Through prayer, God illumines the Word.
In 1 Corinthians 2:9:10, Paul tells the Corinthian church:
But, as it is written,
“What no eye has seen, nor ear heard,
nor the heart of man imagined,
what God has prepared for those who love him”—
these things God has revealed to us through the Spirit. For the Spirit searches everything, even the depths of God.
In verse 13, Paul goes deeper: “And we impart this in words not taught by human wisdom but taught by the Spirit, interpreting spiritual truths to those who are spiritual.”
Through prayer, God opens up hearts to rescue His own.

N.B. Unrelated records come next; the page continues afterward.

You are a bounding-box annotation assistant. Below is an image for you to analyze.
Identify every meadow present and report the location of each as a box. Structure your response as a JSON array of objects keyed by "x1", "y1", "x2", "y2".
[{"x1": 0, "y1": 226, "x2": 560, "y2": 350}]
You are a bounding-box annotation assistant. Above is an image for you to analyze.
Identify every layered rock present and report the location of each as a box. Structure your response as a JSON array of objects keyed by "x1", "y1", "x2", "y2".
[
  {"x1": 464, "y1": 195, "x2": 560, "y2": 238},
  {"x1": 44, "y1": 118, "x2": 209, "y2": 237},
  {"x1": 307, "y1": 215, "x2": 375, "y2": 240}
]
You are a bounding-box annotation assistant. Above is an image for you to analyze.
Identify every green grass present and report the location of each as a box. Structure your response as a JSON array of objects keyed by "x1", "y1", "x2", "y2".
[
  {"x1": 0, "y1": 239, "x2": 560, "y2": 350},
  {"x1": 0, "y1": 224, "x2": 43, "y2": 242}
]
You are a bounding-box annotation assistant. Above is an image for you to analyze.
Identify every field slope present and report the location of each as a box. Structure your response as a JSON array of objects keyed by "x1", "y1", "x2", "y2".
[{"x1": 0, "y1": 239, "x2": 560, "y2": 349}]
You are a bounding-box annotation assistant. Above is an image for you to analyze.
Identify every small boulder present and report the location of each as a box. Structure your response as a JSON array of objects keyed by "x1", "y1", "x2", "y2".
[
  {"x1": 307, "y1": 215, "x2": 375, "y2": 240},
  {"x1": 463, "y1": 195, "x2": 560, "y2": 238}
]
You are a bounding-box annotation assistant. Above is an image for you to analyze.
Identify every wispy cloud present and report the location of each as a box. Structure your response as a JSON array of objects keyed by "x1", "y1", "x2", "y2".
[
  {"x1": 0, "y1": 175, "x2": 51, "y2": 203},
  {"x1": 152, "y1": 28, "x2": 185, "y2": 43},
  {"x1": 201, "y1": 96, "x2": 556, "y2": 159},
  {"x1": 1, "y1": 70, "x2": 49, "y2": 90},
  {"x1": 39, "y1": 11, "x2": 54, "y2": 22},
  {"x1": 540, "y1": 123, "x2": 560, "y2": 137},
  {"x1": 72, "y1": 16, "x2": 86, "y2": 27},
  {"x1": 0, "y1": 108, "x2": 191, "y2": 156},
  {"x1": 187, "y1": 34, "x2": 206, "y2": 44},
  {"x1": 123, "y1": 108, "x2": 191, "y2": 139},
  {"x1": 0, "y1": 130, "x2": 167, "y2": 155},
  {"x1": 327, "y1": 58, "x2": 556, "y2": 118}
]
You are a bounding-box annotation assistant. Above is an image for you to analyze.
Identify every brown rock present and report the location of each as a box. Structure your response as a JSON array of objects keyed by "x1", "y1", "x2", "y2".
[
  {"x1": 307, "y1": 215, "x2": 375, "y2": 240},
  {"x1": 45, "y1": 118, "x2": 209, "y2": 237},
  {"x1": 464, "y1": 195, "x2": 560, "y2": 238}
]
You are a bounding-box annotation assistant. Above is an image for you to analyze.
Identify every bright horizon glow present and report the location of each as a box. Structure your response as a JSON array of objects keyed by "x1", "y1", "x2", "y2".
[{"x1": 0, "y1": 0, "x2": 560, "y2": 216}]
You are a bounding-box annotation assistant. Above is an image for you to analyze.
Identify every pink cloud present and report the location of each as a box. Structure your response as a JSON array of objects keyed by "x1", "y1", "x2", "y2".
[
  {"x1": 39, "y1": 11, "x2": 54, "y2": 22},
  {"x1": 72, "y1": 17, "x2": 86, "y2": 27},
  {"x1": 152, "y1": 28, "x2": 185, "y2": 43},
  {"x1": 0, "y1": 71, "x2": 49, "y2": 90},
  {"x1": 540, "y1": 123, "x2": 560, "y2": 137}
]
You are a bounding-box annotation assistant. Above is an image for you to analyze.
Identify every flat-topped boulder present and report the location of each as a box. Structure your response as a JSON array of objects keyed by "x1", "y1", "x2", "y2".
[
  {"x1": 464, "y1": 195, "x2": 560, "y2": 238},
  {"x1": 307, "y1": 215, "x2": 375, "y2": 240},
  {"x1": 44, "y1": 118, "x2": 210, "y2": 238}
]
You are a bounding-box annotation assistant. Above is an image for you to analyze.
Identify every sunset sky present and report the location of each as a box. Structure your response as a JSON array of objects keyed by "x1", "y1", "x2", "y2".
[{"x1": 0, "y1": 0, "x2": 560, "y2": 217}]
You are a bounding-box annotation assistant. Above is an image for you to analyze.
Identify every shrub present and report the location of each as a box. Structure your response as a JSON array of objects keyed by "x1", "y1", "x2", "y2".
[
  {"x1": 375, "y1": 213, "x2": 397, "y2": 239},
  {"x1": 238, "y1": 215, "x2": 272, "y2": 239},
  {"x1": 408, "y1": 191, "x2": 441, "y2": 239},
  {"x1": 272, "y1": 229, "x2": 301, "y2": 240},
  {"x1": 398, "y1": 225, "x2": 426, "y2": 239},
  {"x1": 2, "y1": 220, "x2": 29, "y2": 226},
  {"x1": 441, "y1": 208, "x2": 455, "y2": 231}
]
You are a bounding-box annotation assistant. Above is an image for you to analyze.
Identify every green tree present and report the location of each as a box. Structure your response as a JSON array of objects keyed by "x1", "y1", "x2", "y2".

Just a little later in 1 Corinthians 3, Paul explains the roles of preacher and Trinity:
5 What then is Apollos? What is Paul? Servants through whom you believed, as the Lord assigned to each. 6 I planted, Apollos watered, but God gave the growth. 7 So neither he who plants nor he who waters is anything, but only God who gives the growth. 8 He who plants and he who waters are one, and each will receive his wages according to his labor. 9 For we are God’s fellow workers. You are God’s field, God’s building (1 Corinthians 3:5-9).
The preacher plants and waters. “Oh, if we had a preacher who ___________, then many would come to Christ.” How would we fill in that blank? Was serious? Funny? Handsome? Young? Old? These items are not mentioned as qualifications for the preacher, as if these items assisted God’s saving work. The qualifications of 1 Timothy 3:1-7 suffice, and one who preaches “the gospel of grace” and one who does not “shrink from declaring to you the whole counsel of God” and pays “careful attention to [themselves] and to all the flock, in which the Holy Spirit made you overseers, to care for the church of God, which he obtained with his own blood” (Acts 20:24, 27). By His strength, we stay faithful to what He has clearly called us to. By His Word, He opens up hearts to receive and grow in His Word.
Jesus came to earth, “save his people from their sins” (Matthew 1:21), and how will this happen without a preacher sent (Romans 10:14-15)? Preaching is a supernatural act in a natural world to bring the natural into the supernatural by Jesus. Here my pastor, Charles H. Spurgeon (1834-1892):
To us, as ministers, the Holy Spirit is absolutely essential. Without Him our office is a mere name. . . . Unless we have the spirit of the prophets resting upon us, the mantle which we wear is nothing but a rough garment to deceive. We ought to be driven forth with abhorrence from the society of honest men for daring to speak in the name of the Lord if the Spirit of God rests not upon us. . . . If we have not the Spirit which Jesus promised, we cannot perform the commission which Jesus gave. (3)
(1) A.J. Gordon . Quoted in Greg Heisler, Spirit-Led Preaching (Nashville: Broadman & Holman, 2007), 7.
(2) Source unknown.
(3) C. H. Spurgeon, Lectures to My Students (Grand Rapids: Zondervan Publishing House, 1954), 186-87.
Absolutely on target! We know how clanging gong sounds in the pulpit and in public. Only the anointing of God’s Spirit on the preacher and preaching of God’s Word can reach the hearts of calloused, broken, imprisoned sinners…like me.
It is the supernatural touch of God that breaks the power of cancelled sin and sets the prisoner free! Jesus is enough.